Contrastan casos como el chileno. Tras la dictadura de Pinochet y el retorno del sistema democrático en 1990, han existido 4 comisiones de la verdad que han buscado conocer con claridad el número de víctimas, las circunstancias de sus decesos, señalar a los responsables y buscar hacer reparaciones. La más reciente dio su informe en 2011.

Además de las obvias razones humanitarias, éticas y legales, hay un argumento político para reabrir el caso: si se pretende retomar una transición democrática, pasando de un sistema autoritario a uno democrático por la vía pacífica e institucional, esto no puede hacerse sin una reconciliación con el pasado, sin el reconocimiento de las víctimas y el señalamiento público a los victimarios. Sin memoria no hay democracia.

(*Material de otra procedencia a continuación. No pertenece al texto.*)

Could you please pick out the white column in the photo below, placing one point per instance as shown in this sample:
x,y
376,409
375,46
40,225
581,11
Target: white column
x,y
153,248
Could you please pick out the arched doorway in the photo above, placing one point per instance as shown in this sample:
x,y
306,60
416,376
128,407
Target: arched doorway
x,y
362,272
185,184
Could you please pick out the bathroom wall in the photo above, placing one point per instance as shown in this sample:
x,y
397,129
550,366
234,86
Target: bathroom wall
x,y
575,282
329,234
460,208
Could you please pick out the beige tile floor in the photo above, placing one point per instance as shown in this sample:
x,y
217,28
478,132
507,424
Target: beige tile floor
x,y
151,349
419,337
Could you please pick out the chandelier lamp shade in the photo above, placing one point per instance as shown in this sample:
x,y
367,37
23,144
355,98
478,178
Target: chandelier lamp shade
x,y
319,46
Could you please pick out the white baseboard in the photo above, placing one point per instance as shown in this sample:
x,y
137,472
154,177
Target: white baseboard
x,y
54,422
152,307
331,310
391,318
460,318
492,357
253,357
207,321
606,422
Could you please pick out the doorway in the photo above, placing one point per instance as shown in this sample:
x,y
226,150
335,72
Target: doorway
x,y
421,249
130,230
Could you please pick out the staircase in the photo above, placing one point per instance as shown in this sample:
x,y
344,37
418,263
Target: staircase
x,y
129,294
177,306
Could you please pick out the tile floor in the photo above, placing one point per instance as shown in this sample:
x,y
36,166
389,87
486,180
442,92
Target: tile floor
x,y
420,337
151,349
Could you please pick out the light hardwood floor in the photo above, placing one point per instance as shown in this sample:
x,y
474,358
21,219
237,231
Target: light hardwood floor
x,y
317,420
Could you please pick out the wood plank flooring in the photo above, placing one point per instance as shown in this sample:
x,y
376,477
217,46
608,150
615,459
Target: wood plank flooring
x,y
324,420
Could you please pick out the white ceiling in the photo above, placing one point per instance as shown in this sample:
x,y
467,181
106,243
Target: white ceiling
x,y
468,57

En este sentido, una eventual Comisión de la Verdad, el reconocimiento de las víctimas y la limpieza de sus nombres, así como el procesamiento de quienes resulten responsables, sería oxígeno puro para recuperar un poco de credibilidad y legitimidad en las instituciones del Estado Mexicano.

El pasado no pasa. Está entre nosotros, y solo hay un camino para avanzar: verlo a los ojos, hacerle justicia y mantenerlo en la memoria. 

“The past is what you remember, imagine you remember, convince yourself you remember, or pretend you remember.”